Games are fun. Winning is tangible. Spinning educational material into a game-like challenge is a pretty innovative way of creating more engagement and excitement around the learning experience.

There is no shortage of games within the cybersecurity learning space these days. We have offensive security platforms like Hack The Box and Try Hack Me, and even now defensive challenges trying to gamify Blue Team operations within Blue Team Labs Online among others (I’m sure).

I think the gamification of cybersecurity learning is really powerful at broadening the student audience to people that may be intimidated or unexcited by learning such concepts and skills. It also fosters a sense of community, pride and achievement (in much smaller doses than gaining a cert/degree). This is all great, and I do think that the cybersecurity talent is improving as a result of this wider, invested audience.

In reality, though, the cyber industry is far from a game. It has very serious connotations. This notion really hit my radar when I stumbled upon a provocative blog post from James Hay called Gamification has ruined basically everything.

Because what’s missing from this race to the top of the ladder, is the learning. Because the reality is it was never about that. You are a product to be bought and sold, your habits too.

...

The goal is becoming faster at playing the ‘game’ of cyber.
— James Hay, The Toy Box Blog

I think that he hits the nail on the head, and that these cyber education platforms need to address to their audience the disparity between a game and real life.

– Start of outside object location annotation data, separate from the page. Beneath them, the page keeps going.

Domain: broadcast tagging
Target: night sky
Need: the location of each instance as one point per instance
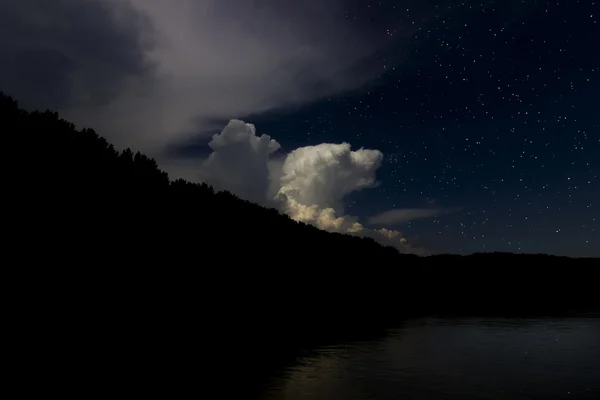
(495, 111)
(485, 113)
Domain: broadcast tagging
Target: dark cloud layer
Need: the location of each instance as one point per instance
(151, 73)
(61, 53)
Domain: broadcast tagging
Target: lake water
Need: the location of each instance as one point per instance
(437, 358)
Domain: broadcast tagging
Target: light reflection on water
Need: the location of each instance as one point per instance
(434, 358)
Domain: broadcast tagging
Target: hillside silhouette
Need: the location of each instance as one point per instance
(149, 274)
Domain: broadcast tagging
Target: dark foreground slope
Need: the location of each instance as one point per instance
(123, 276)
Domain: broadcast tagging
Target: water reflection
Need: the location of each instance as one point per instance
(437, 358)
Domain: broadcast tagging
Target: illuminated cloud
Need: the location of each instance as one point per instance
(309, 184)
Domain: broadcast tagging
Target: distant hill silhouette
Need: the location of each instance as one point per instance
(142, 273)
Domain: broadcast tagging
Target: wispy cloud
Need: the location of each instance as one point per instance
(147, 73)
(402, 215)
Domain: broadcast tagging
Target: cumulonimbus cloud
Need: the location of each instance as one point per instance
(309, 184)
(151, 73)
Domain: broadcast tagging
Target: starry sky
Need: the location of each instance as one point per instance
(482, 115)
(494, 110)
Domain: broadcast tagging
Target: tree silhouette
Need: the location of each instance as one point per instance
(104, 242)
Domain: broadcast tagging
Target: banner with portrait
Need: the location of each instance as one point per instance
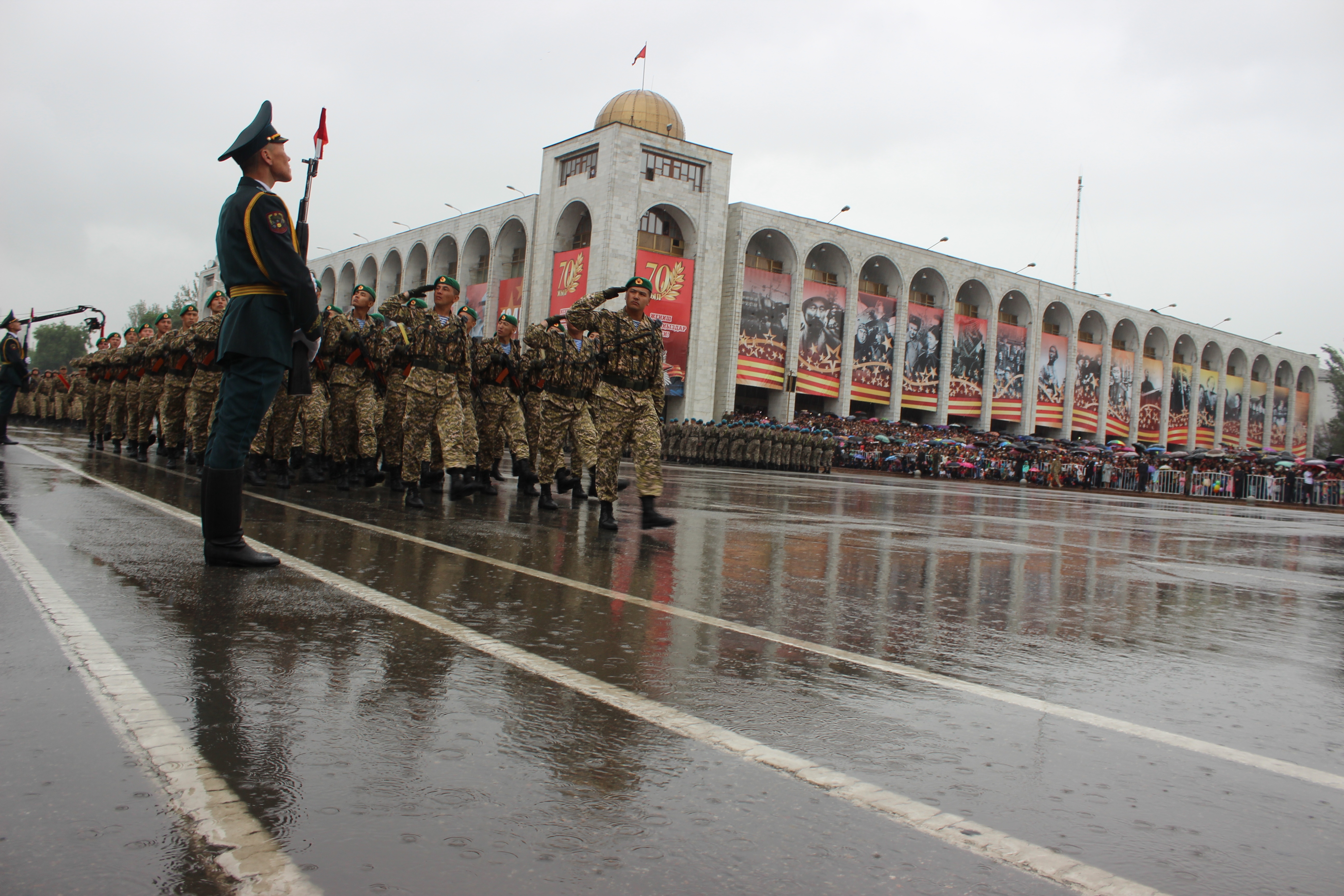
(1206, 409)
(874, 340)
(1120, 394)
(1300, 417)
(1279, 420)
(764, 336)
(1052, 377)
(1233, 410)
(1087, 387)
(924, 347)
(511, 300)
(1178, 410)
(569, 279)
(1151, 401)
(965, 389)
(820, 347)
(1010, 373)
(1256, 416)
(674, 289)
(475, 297)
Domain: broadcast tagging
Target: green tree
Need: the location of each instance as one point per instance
(1335, 379)
(57, 345)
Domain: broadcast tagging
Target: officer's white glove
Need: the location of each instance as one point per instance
(311, 345)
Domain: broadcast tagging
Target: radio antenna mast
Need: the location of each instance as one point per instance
(1079, 217)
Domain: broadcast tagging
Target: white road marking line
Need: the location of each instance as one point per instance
(951, 829)
(1120, 726)
(195, 790)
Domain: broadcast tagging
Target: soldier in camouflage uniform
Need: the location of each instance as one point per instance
(499, 371)
(154, 359)
(570, 373)
(437, 353)
(179, 371)
(204, 343)
(628, 397)
(354, 402)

True learning often embodies careful thought and strategy, and takes immense patience and failure to see even slight success. When I had to implement REGEX blacklisting policies in an email proxy for a SOC client, I didn’t just go in, make a policy and get some points and a rank upgrade. Nor did I mess up their email proxy policies until I got it right and then get the points and rank upgrade. It was torturous.

Since the email proxy was in prod and the business relied on the inbound emails to be delivered (obviously), this wasn’t a game. I had to navigate internal and external politics, prove the REGEX policy was necessary to prevent widespread phishing campaigns that weren’t being mitigated, present to the client stakeholders, implement the REGEX policy with exactness, and test outside of business hours. When it didn’t work I couldn’t just try, try, try. I had to roll back immediately, contact stakeholders, resubmit more change requests and go through this whole song-and-dance while facing internal/external scrutiny with each failed change outcome. It was grueling. But after multiple attempts, the syntax worked and the policy processed inbound mail correctly so that blacklists were effective in the way we needed.

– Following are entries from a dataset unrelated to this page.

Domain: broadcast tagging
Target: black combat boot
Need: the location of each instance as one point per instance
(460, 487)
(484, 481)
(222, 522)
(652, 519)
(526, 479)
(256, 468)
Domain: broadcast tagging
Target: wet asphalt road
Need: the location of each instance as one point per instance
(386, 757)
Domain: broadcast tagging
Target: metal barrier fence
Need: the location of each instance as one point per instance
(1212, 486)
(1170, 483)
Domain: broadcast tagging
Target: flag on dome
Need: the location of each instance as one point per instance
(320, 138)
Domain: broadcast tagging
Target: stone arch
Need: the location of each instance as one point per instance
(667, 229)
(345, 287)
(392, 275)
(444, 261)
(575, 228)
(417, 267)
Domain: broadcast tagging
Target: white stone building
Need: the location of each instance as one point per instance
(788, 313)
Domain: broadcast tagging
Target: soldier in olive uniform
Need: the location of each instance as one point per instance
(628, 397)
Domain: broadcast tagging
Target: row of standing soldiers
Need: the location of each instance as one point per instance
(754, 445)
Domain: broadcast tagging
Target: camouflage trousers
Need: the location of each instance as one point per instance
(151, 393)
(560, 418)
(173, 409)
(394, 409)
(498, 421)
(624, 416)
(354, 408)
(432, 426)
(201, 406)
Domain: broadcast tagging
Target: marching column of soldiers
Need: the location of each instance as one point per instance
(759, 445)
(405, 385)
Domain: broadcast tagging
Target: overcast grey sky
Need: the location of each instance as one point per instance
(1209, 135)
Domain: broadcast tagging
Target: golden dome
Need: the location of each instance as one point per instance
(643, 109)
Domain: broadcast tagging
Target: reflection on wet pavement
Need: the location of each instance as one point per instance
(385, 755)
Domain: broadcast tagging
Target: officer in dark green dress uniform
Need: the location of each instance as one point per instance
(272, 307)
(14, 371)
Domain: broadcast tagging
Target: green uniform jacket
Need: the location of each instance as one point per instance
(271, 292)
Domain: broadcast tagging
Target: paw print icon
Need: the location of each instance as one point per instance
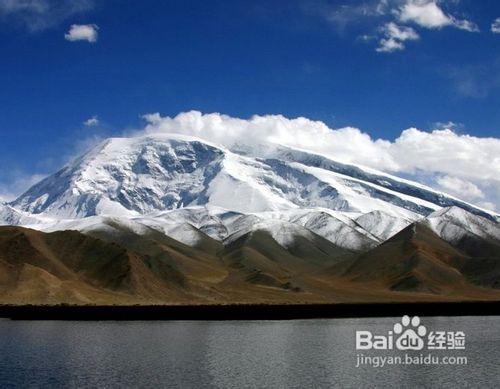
(411, 333)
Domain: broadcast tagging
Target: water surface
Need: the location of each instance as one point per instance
(239, 354)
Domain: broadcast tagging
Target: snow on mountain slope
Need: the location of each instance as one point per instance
(182, 186)
(452, 224)
(142, 175)
(382, 225)
(380, 179)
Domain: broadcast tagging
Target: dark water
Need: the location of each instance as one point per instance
(253, 354)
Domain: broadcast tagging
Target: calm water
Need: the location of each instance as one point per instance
(253, 354)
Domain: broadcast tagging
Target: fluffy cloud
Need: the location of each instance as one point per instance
(495, 26)
(453, 161)
(16, 182)
(37, 15)
(91, 122)
(395, 36)
(428, 14)
(82, 32)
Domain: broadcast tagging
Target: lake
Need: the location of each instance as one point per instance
(233, 354)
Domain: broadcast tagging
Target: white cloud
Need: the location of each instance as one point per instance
(437, 153)
(11, 187)
(428, 14)
(495, 26)
(91, 122)
(82, 32)
(394, 37)
(37, 15)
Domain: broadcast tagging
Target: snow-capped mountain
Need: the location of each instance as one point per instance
(183, 186)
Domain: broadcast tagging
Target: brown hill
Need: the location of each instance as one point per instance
(115, 265)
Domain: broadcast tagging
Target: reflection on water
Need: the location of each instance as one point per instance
(277, 354)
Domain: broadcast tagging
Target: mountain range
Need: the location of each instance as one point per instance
(170, 219)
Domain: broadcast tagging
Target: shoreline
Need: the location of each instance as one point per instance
(246, 311)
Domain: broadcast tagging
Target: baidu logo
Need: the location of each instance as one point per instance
(410, 334)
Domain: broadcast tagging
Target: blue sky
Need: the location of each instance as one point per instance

And more than any sense of victory, was honestly just a sense of relief.


But it was real life. With real consequences. With real meaning. And I learned far more from an experience like that than any flag, pwn or IOC I’ve uncovered in the context of a simulated game.

Also, I think with this new ‘shininess’ to playing and beating offensive security challenges, the talent pool will grow in volume and lower in age. This is a very exciting, but incredibly dangerous outcome of the gamification of red team skills. I think that these platforms need to attribute more weight to not only teaching people whatever skills they want (i.e. h4ck1ng), but also teaching them the consequences of breaking the law (i.e. u get v&) and encouraging them to pursue legal careers with their skillsets as they upskill. \\

Else, they are just flooding the cyber landscape with threat actors, while making a nice penny along the way.

My prediction: these threat actors are about to get A LOT younger; and have skills that don’t match their life experience.